Toothpaste ads are so clinical these days. All presented by flawless-looking people with immaculate gleaming white gnashers. Boring. I prefer the animated jazzy cool swinging Aquafresh toothpaste ad from the 80s. “Aquafresh is for the family” the catchy jingle went.
Very James Bond in style, I was in awe of this next advert. With dramatic music playing in the background, our hero skis down mountains avoiding avalanches, and even swims in shark-infested waters – all in order to drop off a precious gift. “And all because the lady loves Milk Tray.”
Chocolate again, with Windsor Davies. The camera zooms in on his expressive face as he tells us the joy of eating the Wispa bar. What a voice he has. I could listen to Windsor Davies read the phone book to be honest.
“The creamiest milk, the whitest bar, the good taste that’s in…”
Yes, of course, it’s the Milky Bar kid. Is this ad still on the go? I have no idea.
On reflection, all these chocolate ads must have been heaven sent for dentists.
Remember this? “Oh, we are the lads from country life and you’ll never put a better bit of butter on your knife… if you haven’t any in, have a word with your wife, and spread it on your toast in the morning.”
Yup, it’s the old ad for Country Life English Butter.
Now this 1980s series of ads, forever associated with a certain famous directory, is utterly heart-warming.
Picture the scene – an elderly man goes from shop to shop trying in vain to find a book.
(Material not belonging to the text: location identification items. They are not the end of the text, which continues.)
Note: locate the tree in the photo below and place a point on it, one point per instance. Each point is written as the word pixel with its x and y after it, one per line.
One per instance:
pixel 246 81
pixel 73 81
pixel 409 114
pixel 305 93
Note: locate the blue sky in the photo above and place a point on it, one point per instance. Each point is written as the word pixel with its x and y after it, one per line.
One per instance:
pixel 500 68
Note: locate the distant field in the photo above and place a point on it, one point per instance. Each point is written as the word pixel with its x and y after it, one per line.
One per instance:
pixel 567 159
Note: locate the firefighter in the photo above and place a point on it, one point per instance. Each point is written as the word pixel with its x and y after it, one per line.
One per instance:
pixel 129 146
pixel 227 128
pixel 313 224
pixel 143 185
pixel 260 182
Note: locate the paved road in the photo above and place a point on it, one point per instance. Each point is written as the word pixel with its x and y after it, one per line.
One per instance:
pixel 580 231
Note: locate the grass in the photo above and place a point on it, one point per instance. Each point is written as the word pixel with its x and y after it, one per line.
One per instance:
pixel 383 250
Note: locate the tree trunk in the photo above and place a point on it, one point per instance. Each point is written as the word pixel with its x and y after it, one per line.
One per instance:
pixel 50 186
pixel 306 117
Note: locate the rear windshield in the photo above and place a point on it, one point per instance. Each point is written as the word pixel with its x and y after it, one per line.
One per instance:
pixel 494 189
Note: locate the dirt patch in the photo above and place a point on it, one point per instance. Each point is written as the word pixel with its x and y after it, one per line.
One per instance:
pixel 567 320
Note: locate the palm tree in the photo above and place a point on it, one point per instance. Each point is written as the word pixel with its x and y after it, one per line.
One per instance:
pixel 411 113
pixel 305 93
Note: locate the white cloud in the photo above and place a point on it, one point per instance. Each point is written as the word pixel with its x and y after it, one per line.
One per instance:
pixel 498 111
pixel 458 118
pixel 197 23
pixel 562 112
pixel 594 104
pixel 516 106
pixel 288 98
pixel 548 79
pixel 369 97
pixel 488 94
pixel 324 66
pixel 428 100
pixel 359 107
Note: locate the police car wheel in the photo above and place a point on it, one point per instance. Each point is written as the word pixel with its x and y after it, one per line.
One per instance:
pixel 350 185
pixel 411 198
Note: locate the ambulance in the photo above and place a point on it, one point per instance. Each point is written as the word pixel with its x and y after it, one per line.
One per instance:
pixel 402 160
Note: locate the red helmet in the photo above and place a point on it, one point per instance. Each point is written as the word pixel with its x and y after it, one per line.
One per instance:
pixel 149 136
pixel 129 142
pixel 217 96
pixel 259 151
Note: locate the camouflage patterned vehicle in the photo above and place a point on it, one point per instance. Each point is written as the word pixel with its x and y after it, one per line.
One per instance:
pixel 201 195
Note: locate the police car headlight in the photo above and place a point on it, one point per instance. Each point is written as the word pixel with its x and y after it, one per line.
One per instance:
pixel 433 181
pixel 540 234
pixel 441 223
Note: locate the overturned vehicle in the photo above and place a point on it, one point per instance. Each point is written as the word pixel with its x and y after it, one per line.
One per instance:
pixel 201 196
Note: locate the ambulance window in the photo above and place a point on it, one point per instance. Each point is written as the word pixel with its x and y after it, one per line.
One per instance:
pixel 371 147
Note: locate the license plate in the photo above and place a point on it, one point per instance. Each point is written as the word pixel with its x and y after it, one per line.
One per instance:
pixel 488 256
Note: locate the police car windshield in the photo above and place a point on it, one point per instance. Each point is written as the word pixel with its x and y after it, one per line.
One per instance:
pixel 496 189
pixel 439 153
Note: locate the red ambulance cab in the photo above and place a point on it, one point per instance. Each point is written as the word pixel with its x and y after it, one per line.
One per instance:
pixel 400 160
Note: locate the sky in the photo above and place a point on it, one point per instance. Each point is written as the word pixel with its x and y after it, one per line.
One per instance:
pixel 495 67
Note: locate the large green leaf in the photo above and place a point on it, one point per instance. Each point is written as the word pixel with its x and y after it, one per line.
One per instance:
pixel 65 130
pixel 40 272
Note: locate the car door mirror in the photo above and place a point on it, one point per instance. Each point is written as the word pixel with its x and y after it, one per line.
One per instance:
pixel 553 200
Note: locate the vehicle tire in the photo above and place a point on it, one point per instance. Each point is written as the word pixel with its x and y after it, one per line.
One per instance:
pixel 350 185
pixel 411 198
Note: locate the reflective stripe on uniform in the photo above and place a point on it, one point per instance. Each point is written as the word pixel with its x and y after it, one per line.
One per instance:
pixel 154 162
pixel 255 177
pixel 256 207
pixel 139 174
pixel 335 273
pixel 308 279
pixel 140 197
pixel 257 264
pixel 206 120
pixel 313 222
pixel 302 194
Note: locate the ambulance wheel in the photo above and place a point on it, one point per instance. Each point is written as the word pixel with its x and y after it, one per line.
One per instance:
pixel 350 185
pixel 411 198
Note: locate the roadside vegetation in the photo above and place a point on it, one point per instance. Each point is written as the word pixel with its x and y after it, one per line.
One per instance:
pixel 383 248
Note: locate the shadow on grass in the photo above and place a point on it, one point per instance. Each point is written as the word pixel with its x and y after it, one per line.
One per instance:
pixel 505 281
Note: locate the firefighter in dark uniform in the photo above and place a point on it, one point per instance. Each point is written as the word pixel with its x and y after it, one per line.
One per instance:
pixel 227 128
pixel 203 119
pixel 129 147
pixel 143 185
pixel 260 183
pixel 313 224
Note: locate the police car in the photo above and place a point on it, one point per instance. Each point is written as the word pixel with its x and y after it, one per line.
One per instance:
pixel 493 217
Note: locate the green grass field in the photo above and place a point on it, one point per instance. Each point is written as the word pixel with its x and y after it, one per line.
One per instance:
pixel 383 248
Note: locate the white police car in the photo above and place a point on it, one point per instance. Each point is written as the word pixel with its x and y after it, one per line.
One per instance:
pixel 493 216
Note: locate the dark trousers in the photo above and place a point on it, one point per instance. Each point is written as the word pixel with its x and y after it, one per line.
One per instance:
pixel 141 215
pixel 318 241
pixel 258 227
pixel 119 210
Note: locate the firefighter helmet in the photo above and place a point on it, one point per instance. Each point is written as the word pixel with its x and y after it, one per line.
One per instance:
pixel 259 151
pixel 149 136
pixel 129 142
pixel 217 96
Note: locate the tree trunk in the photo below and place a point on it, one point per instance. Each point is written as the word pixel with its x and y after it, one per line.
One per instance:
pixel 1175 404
No one seems to have it, the man is despondent, and his daughter says he should try the Yellow Pages.
Eventually he manages to find a copy and the look on the old man’s face, fills your soul with joy.
Yes, you know the one, “Fly Fishing, by JR Hartley”.
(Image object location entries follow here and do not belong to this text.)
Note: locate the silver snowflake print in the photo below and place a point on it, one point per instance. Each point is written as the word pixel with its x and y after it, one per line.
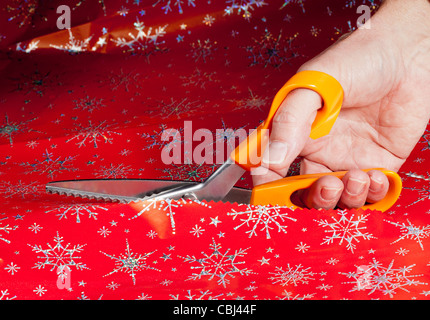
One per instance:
pixel 50 165
pixel 58 255
pixel 74 45
pixel 114 171
pixel 412 232
pixel 345 229
pixel 4 228
pixel 77 210
pixel 19 189
pixel 11 128
pixel 93 134
pixel 262 218
pixel 387 280
pixel 216 264
pixel 242 7
pixel 88 104
pixel 293 275
pixel 130 262
pixel 167 5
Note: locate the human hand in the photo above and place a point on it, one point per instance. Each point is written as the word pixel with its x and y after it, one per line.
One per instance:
pixel 385 74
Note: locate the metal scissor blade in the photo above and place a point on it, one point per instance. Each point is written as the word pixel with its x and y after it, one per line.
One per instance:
pixel 123 190
pixel 133 190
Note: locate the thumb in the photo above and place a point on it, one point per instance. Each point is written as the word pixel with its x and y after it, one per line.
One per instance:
pixel 290 131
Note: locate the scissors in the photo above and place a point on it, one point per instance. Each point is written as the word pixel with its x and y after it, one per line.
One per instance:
pixel 220 185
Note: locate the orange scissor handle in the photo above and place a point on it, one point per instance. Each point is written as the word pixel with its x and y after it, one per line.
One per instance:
pixel 279 192
pixel 249 153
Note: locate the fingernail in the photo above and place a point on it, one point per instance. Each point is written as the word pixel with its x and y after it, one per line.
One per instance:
pixel 330 193
pixel 376 185
pixel 259 171
pixel 355 186
pixel 275 153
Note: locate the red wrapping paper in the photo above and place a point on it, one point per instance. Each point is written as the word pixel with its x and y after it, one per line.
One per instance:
pixel 93 101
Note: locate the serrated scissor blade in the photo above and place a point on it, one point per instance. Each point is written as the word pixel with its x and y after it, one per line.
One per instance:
pixel 133 190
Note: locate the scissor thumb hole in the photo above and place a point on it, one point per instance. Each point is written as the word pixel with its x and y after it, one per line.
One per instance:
pixel 291 128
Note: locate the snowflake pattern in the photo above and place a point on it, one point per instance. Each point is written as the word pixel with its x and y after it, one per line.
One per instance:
pixel 93 134
pixel 58 255
pixel 293 275
pixel 243 7
pixel 130 262
pixel 4 228
pixel 74 45
pixel 348 229
pixel 77 210
pixel 384 279
pixel 412 232
pixel 215 264
pixel 262 218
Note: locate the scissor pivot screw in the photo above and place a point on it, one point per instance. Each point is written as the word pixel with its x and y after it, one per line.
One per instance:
pixel 189 196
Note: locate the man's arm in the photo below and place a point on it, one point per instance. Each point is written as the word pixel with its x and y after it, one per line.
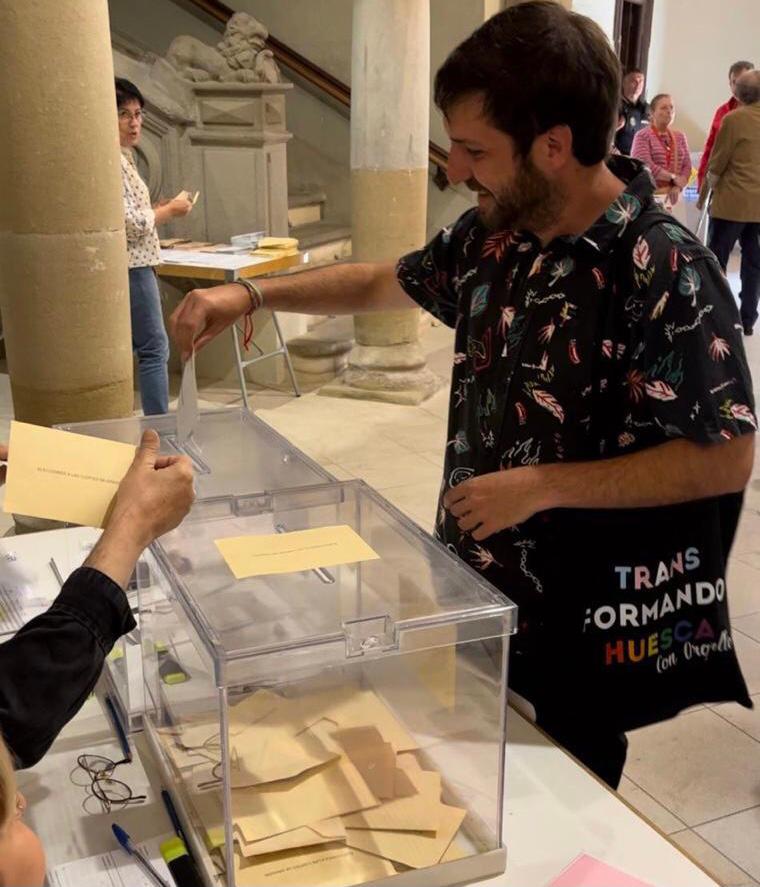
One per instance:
pixel 48 669
pixel 668 474
pixel 705 161
pixel 338 289
pixel 722 150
Can we top that one? Possibly.
The young lad pushing his delivery bike up the hill? The mesmerising music of Dvorak filling our ears? A reminder of long-lost bygone days.
Of course, it’s the Hovis bread ad from 1973.
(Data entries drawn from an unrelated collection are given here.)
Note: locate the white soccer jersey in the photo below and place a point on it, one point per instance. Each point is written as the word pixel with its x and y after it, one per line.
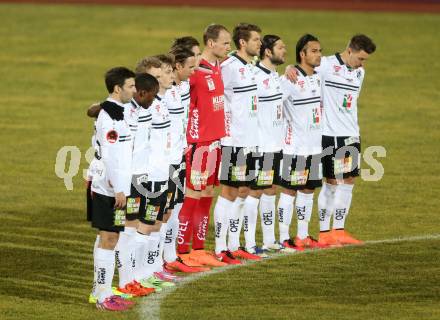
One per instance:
pixel 183 88
pixel 173 102
pixel 270 110
pixel 240 103
pixel 159 146
pixel 111 168
pixel 139 121
pixel 341 87
pixel 302 109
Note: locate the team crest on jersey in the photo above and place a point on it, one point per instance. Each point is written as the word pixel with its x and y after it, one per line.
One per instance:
pixel 299 178
pixel 289 134
pixel 242 70
pixel 336 69
pixel 210 83
pixel 119 218
pixel 218 103
pixel 266 83
pixel 279 112
pixel 316 115
pixel 254 103
pixel 346 104
pixel 133 205
pixel 112 136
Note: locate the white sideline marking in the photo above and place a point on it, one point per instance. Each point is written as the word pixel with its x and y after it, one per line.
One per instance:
pixel 150 306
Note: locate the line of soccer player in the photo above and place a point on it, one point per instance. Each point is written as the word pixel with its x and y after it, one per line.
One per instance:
pixel 187 121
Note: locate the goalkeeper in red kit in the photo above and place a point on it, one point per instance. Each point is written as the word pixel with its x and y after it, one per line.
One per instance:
pixel 206 126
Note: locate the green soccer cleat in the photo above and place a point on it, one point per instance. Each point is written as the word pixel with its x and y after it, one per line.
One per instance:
pixel 156 283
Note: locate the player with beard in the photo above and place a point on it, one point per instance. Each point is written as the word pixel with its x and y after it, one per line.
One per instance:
pixel 239 144
pixel 206 126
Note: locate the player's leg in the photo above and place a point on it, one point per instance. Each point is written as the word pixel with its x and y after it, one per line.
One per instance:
pixel 223 210
pixel 286 202
pixel 210 157
pixel 190 202
pixel 326 195
pixel 307 179
pixel 236 220
pixel 346 168
pixel 109 222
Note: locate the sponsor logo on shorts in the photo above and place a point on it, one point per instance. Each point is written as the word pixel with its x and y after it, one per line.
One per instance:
pixel 199 178
pixel 238 173
pixel 299 178
pixel 265 178
pixel 246 223
pixel 151 212
pixel 301 212
pixel 133 205
pixel 218 228
pixel 194 124
pixel 281 215
pixel 343 165
pixel 233 225
pixel 340 213
pixel 268 218
pixel 169 236
pixel 218 102
pixel 203 227
pixel 119 218
pixel 100 278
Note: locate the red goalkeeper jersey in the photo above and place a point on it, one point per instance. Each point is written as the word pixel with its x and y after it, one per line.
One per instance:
pixel 206 120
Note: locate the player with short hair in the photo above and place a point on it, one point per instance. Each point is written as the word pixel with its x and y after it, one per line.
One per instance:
pixel 342 76
pixel 270 134
pixel 110 176
pixel 177 99
pixel 148 260
pixel 137 115
pixel 301 170
pixel 238 146
pixel 206 126
pixel 189 43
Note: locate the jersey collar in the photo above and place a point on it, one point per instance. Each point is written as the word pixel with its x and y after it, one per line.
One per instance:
pixel 302 70
pixel 338 56
pixel 263 68
pixel 206 65
pixel 240 58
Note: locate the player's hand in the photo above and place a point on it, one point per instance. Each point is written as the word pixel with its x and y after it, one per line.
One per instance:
pixel 291 73
pixel 120 200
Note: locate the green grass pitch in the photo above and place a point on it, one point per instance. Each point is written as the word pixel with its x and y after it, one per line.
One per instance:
pixel 52 63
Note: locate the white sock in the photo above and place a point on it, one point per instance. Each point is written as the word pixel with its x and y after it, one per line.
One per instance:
pixel 98 237
pixel 304 207
pixel 142 240
pixel 267 215
pixel 221 211
pixel 104 261
pixel 123 255
pixel 285 211
pixel 158 261
pixel 169 249
pixel 235 223
pixel 250 213
pixel 325 204
pixel 343 195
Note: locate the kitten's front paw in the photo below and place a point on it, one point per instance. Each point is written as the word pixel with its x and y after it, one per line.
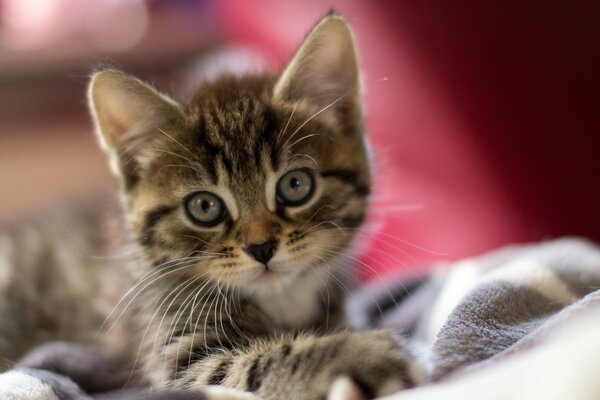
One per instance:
pixel 379 363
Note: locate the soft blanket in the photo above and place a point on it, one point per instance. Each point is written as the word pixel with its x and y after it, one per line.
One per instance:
pixel 522 322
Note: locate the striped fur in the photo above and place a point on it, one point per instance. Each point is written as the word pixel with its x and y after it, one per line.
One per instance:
pixel 209 313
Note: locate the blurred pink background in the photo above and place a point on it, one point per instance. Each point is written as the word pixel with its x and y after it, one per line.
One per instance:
pixel 484 116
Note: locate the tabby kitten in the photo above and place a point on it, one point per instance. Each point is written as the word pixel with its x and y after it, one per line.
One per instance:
pixel 244 203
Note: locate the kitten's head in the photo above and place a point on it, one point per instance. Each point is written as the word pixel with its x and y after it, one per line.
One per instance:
pixel 257 180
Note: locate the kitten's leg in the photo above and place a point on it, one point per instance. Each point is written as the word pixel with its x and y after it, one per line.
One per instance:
pixel 305 367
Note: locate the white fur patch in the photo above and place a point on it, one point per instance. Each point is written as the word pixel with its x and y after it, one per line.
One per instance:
pixel 564 367
pixel 462 279
pixel 16 385
pixel 535 276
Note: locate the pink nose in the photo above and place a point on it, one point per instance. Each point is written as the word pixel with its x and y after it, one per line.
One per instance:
pixel 262 252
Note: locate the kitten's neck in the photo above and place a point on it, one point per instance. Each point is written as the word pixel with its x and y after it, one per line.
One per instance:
pixel 311 302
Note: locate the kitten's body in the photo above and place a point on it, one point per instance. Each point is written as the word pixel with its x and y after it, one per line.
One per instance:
pixel 254 300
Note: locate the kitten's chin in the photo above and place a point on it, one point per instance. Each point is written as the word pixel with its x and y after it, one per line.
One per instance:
pixel 273 276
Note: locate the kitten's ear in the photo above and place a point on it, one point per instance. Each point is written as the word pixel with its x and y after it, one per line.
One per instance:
pixel 324 70
pixel 128 115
Filmed at a real live location, the iconic Gold Hill Shaftesbury, no wonder it’s seen as Britain’s favourite TV ad. It became so famous, that the Two Ronnies even did their own sketch of it in 1978.
Go on YouTube and watch some of these old ads, then ask yourself how today’s lot compare? They don’t. Not even in the same league.
As with classic TV comedies themselves, when it comes to adverts, it seems we really don’t make ’em like we used to.
In fact, I’ve gotten more joy out of watching these old TV ads than I have from watching actual current-day programmes.